Articles in the issue include (partial list):

 

Can catalogues be dangerous? The anti-catalogue of FilmCentrum

Authors: Stefan Ramstedt

Page Start: 101

 

This article offers a survey of the film distribution of FilmCentrum during the first years of the organization. Like the catalogues of other film cooperatives that were working with distribution, FilmCentrum’s was open, which meant that the organization accepted all submitted films. This openness is discussed at length, both in terms of the discourses around it and the controversies that it aroused, but also as a form of democratization of the film distribution. The notion of the open catalogue is also put into the context of a larger counter-cultural movement and connected to the notion of the anti-catalogue. The film distribution of FilmCentrum is also placed in the context of the history of Swedish cinema.

 

Contemporary experimental feminist Sámi documentary: The first person politics of Liselotte Wajstedt and Elle-Máijá Tailfeathers

Authors: Scott MacKenzie and Anna Westerståhl Stenport

Page Start: 169

 

This article examines two experimental documentary feminist Sámi films by Liselotte Wajstedt and Elle-Máijá Tailfeathers. Their works deploy experimental techniques such as cell and computer animation, time-lapse photography and superimposition, along with autobiographical voice-overs, thereby challenging many dominant tropes of Sámi filmmaking, including the preponderance of realism and cultural revivalist narratives. Through ‘first person’ filmmaking, Wajstedt’s Sami Daughter Yoik (2007) and Tailfeathers’ Rebel (2014) and Colonial Gaze Sámi Artists’ Collective (co-directed with Nango, 2012) explore the hybridity of identity, trauma, cultural memory and the status of documentary films as artistic practice. The films are situated within larger recent developments in Sámi filmmaking, including initiatives by the International Sámi Film Institute.
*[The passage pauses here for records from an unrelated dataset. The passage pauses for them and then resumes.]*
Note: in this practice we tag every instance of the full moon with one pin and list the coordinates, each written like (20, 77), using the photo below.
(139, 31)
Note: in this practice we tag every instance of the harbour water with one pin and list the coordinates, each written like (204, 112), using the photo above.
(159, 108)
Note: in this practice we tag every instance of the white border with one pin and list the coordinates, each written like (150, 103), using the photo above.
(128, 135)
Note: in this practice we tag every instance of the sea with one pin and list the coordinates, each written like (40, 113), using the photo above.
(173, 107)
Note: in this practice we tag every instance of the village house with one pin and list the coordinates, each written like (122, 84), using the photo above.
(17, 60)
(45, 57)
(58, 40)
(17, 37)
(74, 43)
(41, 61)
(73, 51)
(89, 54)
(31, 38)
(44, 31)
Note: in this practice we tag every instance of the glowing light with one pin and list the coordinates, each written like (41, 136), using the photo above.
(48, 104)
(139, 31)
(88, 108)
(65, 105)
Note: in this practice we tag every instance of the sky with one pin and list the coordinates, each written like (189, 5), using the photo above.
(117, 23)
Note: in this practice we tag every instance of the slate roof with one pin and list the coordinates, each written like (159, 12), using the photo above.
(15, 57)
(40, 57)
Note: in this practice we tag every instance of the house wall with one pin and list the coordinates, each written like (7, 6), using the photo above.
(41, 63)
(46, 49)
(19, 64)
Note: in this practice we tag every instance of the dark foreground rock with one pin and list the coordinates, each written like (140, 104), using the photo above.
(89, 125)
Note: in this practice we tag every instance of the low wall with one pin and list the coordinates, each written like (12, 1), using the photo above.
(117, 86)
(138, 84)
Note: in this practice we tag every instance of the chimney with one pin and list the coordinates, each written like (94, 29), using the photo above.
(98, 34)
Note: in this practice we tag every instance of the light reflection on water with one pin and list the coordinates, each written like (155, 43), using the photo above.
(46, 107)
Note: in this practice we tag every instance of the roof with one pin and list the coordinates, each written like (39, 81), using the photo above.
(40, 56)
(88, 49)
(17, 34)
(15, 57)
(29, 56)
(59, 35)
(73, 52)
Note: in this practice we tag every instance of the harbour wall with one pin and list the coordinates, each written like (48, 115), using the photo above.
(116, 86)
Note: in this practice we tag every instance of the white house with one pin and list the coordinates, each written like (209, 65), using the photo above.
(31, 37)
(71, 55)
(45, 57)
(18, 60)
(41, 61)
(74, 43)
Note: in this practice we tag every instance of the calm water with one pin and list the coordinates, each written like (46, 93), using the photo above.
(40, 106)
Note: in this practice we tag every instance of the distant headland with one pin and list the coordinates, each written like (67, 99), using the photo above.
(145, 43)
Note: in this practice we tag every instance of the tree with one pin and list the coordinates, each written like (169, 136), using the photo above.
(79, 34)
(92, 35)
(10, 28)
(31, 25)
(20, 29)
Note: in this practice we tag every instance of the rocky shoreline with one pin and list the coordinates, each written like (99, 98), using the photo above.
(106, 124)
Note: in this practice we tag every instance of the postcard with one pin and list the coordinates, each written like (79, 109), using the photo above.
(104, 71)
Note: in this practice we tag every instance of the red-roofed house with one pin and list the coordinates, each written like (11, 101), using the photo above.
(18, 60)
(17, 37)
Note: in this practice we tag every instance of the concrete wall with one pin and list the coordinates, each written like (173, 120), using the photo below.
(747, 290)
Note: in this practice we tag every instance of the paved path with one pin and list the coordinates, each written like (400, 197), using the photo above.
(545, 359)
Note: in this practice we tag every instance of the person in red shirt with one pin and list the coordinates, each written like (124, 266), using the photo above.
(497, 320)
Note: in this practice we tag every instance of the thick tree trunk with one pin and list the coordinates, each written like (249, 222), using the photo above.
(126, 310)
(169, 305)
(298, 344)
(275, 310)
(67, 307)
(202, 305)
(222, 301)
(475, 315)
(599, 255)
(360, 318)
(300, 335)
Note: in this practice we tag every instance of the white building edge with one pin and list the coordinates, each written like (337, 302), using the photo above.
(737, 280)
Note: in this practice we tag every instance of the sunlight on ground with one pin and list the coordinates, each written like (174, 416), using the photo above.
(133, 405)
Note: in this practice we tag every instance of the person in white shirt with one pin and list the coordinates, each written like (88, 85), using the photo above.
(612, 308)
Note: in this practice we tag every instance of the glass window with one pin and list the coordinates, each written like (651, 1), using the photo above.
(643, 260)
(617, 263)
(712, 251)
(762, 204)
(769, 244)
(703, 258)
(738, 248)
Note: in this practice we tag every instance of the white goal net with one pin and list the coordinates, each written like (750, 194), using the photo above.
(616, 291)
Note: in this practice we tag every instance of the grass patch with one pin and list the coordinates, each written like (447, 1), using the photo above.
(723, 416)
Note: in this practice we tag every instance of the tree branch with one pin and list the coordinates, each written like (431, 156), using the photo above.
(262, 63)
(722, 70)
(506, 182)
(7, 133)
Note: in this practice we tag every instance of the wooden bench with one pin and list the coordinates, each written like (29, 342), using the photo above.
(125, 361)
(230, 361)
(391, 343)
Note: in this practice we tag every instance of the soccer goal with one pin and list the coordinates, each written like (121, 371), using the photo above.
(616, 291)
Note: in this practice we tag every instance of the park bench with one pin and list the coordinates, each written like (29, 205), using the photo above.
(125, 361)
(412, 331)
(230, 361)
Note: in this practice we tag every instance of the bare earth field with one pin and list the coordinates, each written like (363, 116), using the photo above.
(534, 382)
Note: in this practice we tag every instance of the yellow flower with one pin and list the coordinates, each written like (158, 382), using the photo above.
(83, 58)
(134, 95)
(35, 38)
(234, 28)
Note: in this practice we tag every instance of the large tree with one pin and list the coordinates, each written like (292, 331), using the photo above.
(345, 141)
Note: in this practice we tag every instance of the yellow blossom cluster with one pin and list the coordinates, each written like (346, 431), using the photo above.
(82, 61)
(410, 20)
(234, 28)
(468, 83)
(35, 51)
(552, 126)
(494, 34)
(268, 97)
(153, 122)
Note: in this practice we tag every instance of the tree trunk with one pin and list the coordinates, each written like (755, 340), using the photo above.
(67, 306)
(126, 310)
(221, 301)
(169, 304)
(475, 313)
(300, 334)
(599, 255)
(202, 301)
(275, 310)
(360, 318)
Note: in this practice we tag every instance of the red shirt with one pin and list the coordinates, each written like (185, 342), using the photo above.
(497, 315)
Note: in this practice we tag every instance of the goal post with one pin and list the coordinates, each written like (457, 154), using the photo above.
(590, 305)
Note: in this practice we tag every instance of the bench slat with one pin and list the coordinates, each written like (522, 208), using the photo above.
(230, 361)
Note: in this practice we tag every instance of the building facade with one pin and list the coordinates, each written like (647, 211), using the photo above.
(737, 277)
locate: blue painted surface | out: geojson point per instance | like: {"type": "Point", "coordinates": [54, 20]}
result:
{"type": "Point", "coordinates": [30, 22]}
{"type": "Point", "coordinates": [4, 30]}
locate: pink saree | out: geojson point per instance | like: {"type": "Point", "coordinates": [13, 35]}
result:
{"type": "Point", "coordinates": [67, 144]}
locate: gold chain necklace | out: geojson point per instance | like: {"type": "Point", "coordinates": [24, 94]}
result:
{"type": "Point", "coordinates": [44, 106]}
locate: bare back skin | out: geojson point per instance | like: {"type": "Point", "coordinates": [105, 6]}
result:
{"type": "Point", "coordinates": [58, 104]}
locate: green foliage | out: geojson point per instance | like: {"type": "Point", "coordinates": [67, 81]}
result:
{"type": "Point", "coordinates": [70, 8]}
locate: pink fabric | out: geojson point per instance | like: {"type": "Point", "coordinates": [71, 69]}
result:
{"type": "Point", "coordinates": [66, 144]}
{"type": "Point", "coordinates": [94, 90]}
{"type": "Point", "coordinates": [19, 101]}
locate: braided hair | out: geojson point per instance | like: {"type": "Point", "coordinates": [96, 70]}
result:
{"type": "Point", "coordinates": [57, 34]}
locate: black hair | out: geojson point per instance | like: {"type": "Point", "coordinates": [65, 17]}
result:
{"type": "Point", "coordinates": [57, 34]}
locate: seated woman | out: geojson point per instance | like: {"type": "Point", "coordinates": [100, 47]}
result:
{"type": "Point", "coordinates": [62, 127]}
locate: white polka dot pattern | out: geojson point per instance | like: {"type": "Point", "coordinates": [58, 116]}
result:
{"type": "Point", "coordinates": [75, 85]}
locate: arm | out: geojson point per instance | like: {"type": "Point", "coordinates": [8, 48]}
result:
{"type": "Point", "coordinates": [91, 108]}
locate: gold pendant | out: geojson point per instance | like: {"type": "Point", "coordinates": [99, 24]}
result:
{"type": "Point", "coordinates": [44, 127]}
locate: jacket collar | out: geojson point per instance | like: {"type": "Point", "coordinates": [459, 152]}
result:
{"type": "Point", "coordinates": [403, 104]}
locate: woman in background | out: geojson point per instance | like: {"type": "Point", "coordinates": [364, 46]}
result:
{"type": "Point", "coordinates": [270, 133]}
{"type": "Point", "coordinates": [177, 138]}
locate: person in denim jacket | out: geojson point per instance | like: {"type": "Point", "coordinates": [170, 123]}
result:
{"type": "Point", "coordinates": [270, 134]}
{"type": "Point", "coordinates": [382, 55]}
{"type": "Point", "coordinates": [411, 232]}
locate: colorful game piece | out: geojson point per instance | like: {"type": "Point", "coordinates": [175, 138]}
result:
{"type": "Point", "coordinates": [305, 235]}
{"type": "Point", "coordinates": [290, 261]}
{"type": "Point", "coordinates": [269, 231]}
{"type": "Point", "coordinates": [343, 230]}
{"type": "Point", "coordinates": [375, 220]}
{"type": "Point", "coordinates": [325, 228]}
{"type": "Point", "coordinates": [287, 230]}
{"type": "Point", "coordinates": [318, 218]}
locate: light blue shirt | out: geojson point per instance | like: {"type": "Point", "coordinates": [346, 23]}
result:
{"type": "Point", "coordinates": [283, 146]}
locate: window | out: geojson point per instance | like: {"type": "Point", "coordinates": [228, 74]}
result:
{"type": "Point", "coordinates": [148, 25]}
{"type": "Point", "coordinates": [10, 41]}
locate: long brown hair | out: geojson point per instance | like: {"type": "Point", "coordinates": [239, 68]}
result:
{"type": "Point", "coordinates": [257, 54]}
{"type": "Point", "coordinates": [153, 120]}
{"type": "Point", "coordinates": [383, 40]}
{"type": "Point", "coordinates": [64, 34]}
This article reframes the perimeters of both Sámi and Scandinavian documentary filmmaking in the twenty-first century.

 

Expanded epistemologies: Animation meets live action in contemporary Swedish documentary film

Authors: Johnathan Rozenkrantz

Page Start: 189

 

This short subject studies configurations of animation and live action in contemporary Swedish documentary film. While digitization has challenged the indexical image’s verifying function, animation has been elevated to the level of legitimate document. The epistemological boundaries of documentary film have consequently been expanded, and now include the inner worlds of social subjects. In Gömd (Hidden) (Heilborn and Aronowitsch, 2002), animation and live action are repeatedly juxtaposed in order to visualize a refugee child’s experienced Otherness. In Still Born (Sandzén, 2014), ultrasound footage is fused with digital film and animation to manifest the merging perspectives of a mourning mother and her aborted child.